5. Community engagement and education: Innovations could involve community engagement and education programs to raise awareness about maternal health, promote early and regular prenatal care, and encourage women to seek timely and appropriate healthcare services. This could include the use of community health workers, mobile health messaging, and community-based support groups.
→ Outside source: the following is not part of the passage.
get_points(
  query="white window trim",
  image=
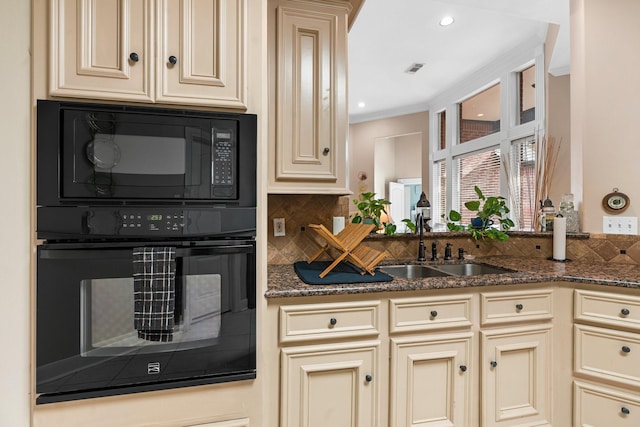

It is important to note that these recommendations are based on the information provided and should be further explored and evaluated in the context of specific settings and populations.
AI Innovations Description
The recommendation that can be developed into an innovation to improve access to maternal health based on the study is to design and implement rigorously tested interventions that focus on strengthening service delivery and ensuring quality intrapartum care. This is important in order to reduce the burden of stillbirths.

Specifically, the innovation should address the following elements:

1. Strengthening service delivery: The intervention should aim to improve the overall quality of maternal health services, including antenatal care, delivery, and postnatal care. This can be achieved through training healthcare providers, ensuring availability of essential equipment and supplies, and improving the infrastructure of healthcare facilities.

2. Focus on intrapartum care: The intervention should prioritize improving the quality of care during labor and delivery. This can include ensuring skilled attendance at birth, promoting evidence-based practices such as active management of labor, and providing timely interventions for complications.

3. Addressing risk factors: The intervention should target known risk factors for stillbirth, such as gestational age at delivery. This can be done through early identification and management of high-risk pregnancies, including appropriate monitoring and timely interventions.

4. Monitoring and evaluation: The innovation should include a robust monitoring and evaluation component to assess the impact of the intervention on maternal and newborn health outcomes. This can involve collecting and analyzing data on stillbirth rates, maternal mortality, and other relevant indicators.

It is important to note that the innovation should be rigorously designed and tested to ensure its effectiveness. This can involve conducting randomized controlled trials or other rigorous study designs to evaluate the impact of the intervention. Additionally, collaboration with relevant stakeholders, including healthcare providers, policymakers, and communities, is crucial for the successful implementation of the innovation.
AI Innovations Methodology
Based on the provided description, the study conducted a quantitative cross-sectional analysis to assess the impact of a Results Based Financing (RBF) intervention on stillbirth rates in four districts in Malawi. The methodology involved the use of maternity unit delivery registers to collect data on stillbirths, as well as other variables such as maternal age, gravidity, gestational age, preeclampsia, and low birth weight. Logistic regression models were developed to determine the odds ratio for stillbirth under intervention and non-intervention conditions, while controlling for potential confounding factors such as low birth weight, gestational age, gravidity, and pre-eclampsia. The study used a sample size of 2800, with a power of 90% and a statistical significance level of 5%. Data were extracted from the registers, entered into Microsoft Excel, and analyzed using STATA version 14. The study was approved by the College of Medicine Research and Ethics Committee (COMREC) and administrative permission for access to the hospital records was obtained.